Municipales 2026 : les listes se parent de couleurs familiales dans l'Agglo de Sète
À une semaine du premier tour des élections municipales de 2026 dans l'agglomération de Sète, la composition des listes révèle des singularités notables. Dans plusieurs communes du bassin de Thau, des candidats ont rencontré des difficultés pour réunir le nombre requis de colistiers, les conduisant à intégrer des membres de leur famille immédiate pour compléter leurs équipes.
Un recrutement familial pour boucler les listes
L'examen des professions de foi dans les communes autour de l'étang de Thau met en lumière un phénomène récurrent : la présence marquée de liens familiaux au sein des listes électorales. On y trouve en effet des maris et épouses, des compagnons de vie, des parents, des enfants, des nièces ou encore des gendres. Cette configuration donne parfois l'impression d'un véritable jeu des sept familles, où les relations personnelles prennent le pas sur les considérations purement politiques.
Certaines listes assument pleinement ces liens familiaux, avec des noms de famille identiques clairement affichés. D'autres semblent plus discrètes, présentant parfois le nom de jeune fille sur les documents de campagne, une petite dissimulation qui ne trompe cependant pas les observateurs avertis.
Des pratiques encadrées par la loi
Ces pratiques, bien que surprenantes pour certains électeurs, sont parfaitement légales.

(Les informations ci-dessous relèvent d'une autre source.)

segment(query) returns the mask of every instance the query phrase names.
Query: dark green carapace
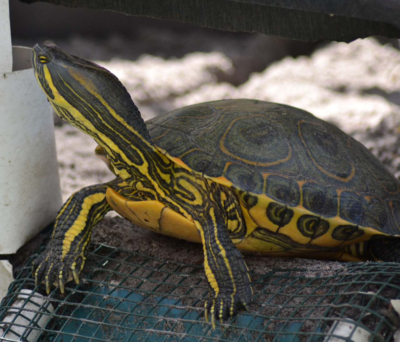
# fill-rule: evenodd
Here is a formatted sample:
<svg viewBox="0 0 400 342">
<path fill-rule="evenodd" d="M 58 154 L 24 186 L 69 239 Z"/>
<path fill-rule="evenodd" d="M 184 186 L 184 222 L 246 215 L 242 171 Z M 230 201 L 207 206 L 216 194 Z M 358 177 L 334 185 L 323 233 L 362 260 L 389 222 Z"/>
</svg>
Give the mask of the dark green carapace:
<svg viewBox="0 0 400 342">
<path fill-rule="evenodd" d="M 213 326 L 250 309 L 239 250 L 400 260 L 400 185 L 334 126 L 296 108 L 244 99 L 195 104 L 144 122 L 105 69 L 39 45 L 32 62 L 56 112 L 95 139 L 116 176 L 73 194 L 60 210 L 33 265 L 48 292 L 79 281 L 92 229 L 112 210 L 202 244 L 205 316 Z"/>
</svg>

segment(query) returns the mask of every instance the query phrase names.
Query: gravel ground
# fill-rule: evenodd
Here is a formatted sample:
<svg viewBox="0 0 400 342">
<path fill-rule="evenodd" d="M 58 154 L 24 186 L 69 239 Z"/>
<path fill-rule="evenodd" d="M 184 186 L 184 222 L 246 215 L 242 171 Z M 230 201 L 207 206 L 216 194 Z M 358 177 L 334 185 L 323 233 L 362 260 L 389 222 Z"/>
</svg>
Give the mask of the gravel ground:
<svg viewBox="0 0 400 342">
<path fill-rule="evenodd" d="M 231 60 L 221 52 L 194 52 L 168 59 L 144 55 L 135 61 L 115 59 L 97 62 L 120 78 L 145 120 L 184 105 L 223 98 L 288 104 L 337 125 L 370 148 L 398 177 L 399 60 L 400 52 L 374 39 L 332 43 L 309 57 L 286 57 L 275 62 L 237 86 L 218 81 L 218 74 L 234 72 Z M 92 139 L 68 124 L 56 126 L 55 135 L 64 200 L 84 186 L 113 178 L 95 156 L 96 144 Z M 126 249 L 130 241 L 139 242 L 131 246 L 132 250 L 158 258 L 197 255 L 193 262 L 202 258 L 200 246 L 156 236 L 138 227 L 131 229 L 130 223 L 117 216 L 108 214 L 94 230 L 94 241 Z M 178 254 L 177 248 L 181 250 Z M 314 265 L 310 270 L 341 267 L 332 262 L 294 260 L 299 266 Z M 272 264 L 257 257 L 248 261 L 259 273 L 267 272 Z M 276 258 L 273 264 L 286 268 L 288 262 L 287 258 Z"/>
<path fill-rule="evenodd" d="M 134 62 L 97 62 L 120 78 L 145 120 L 167 110 L 219 99 L 248 98 L 286 104 L 335 124 L 371 148 L 398 177 L 399 60 L 400 52 L 374 39 L 332 43 L 310 57 L 287 57 L 276 62 L 237 87 L 218 82 L 216 74 L 232 72 L 230 60 L 220 52 L 196 52 L 167 60 L 143 55 Z M 55 134 L 63 200 L 83 186 L 112 179 L 94 156 L 96 143 L 91 138 L 68 124 L 56 126 Z M 158 257 L 162 257 L 161 250 L 167 258 L 176 255 L 172 247 L 166 248 L 172 246 L 172 238 L 156 238 L 141 228 L 130 230 L 130 224 L 113 217 L 116 216 L 108 214 L 98 232 L 95 229 L 94 240 L 125 249 L 129 248 L 127 241 L 139 240 L 135 250 Z M 139 234 L 138 229 L 144 231 Z M 201 257 L 200 246 L 186 246 L 189 254 L 196 250 Z M 277 259 L 278 264 L 280 260 L 287 266 L 286 258 Z M 259 268 L 265 262 L 258 263 L 256 258 L 253 261 Z M 326 263 L 320 266 L 330 264 Z"/>
<path fill-rule="evenodd" d="M 200 102 L 246 98 L 284 103 L 330 121 L 370 148 L 400 176 L 400 52 L 369 38 L 332 43 L 310 57 L 286 57 L 237 87 L 218 82 L 232 72 L 220 52 L 165 60 L 145 55 L 132 62 L 97 61 L 126 87 L 145 120 Z M 56 127 L 63 198 L 112 175 L 93 151 L 96 143 L 68 124 Z"/>
</svg>

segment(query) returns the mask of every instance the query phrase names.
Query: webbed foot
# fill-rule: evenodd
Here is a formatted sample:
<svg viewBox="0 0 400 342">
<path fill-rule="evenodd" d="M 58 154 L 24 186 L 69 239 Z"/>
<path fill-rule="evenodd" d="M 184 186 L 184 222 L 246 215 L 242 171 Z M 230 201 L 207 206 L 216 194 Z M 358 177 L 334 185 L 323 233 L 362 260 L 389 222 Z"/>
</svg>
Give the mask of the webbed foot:
<svg viewBox="0 0 400 342">
<path fill-rule="evenodd" d="M 244 286 L 235 294 L 226 294 L 219 293 L 211 295 L 204 305 L 204 316 L 208 322 L 211 318 L 213 328 L 215 328 L 217 320 L 222 323 L 240 311 L 250 312 L 252 291 L 250 286 Z"/>
<path fill-rule="evenodd" d="M 44 284 L 48 294 L 52 285 L 60 286 L 60 291 L 64 293 L 66 283 L 73 279 L 77 284 L 79 283 L 78 275 L 83 268 L 85 257 L 66 256 L 63 259 L 60 254 L 58 251 L 45 251 L 32 264 L 32 275 L 36 286 Z"/>
</svg>

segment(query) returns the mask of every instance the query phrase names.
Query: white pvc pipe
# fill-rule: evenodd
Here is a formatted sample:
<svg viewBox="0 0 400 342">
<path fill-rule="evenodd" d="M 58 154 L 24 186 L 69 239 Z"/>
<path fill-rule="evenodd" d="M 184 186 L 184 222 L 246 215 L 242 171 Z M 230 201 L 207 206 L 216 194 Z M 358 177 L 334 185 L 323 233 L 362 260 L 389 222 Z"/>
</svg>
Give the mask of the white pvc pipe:
<svg viewBox="0 0 400 342">
<path fill-rule="evenodd" d="M 8 3 L 0 0 L 0 254 L 15 253 L 62 204 L 53 117 L 30 66 L 31 49 L 14 48 L 13 67 L 2 57 L 11 51 Z"/>
</svg>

Le code électoral français prévoit en effet des dispositions spécifiques concernant la présence de membres d'une même famille au sein d'un conseil municipal :
- Dans les communes de plus de 500 habitants, le nombre d'ascendants, descendants, frères et sœurs siégeant simultanément est limité à deux
- Rien n'interdit à deux conjoints d'être membres du même conseil municipal
Ces règles assurent une certaine diversité tout en permettant aux familles politiquement engagées de participer collectivement à la vie municipale.
Un phénomène révélateur des défis du recrutement politique
La multiplication des listes familiales dans l'Agglo de Sète témoigne des difficultés rencontrées par certains candidats pour constituer des équipes complètes. Le nombre de colistiers requis variant selon la taille des communes, certains se sont retrouvés contraints de solliciter leur entourage proche pour atteindre le quota minimum.
Selon des informations recueillies, certains candidats auraient même contacté d'autres têtes de liste amies pour savoir si des membres de leur famille résidaient dans leur zone électorale, illustrant l'étendue des difficultés de recrutement dans certains secteurs.
Cette situation pose naturellement des questions sur la représentativité et la diversité des équipes candidates, même si le choix final revient toujours aux électeurs, qui se prononceront dans une semaine lors du premier tour des municipales 2026.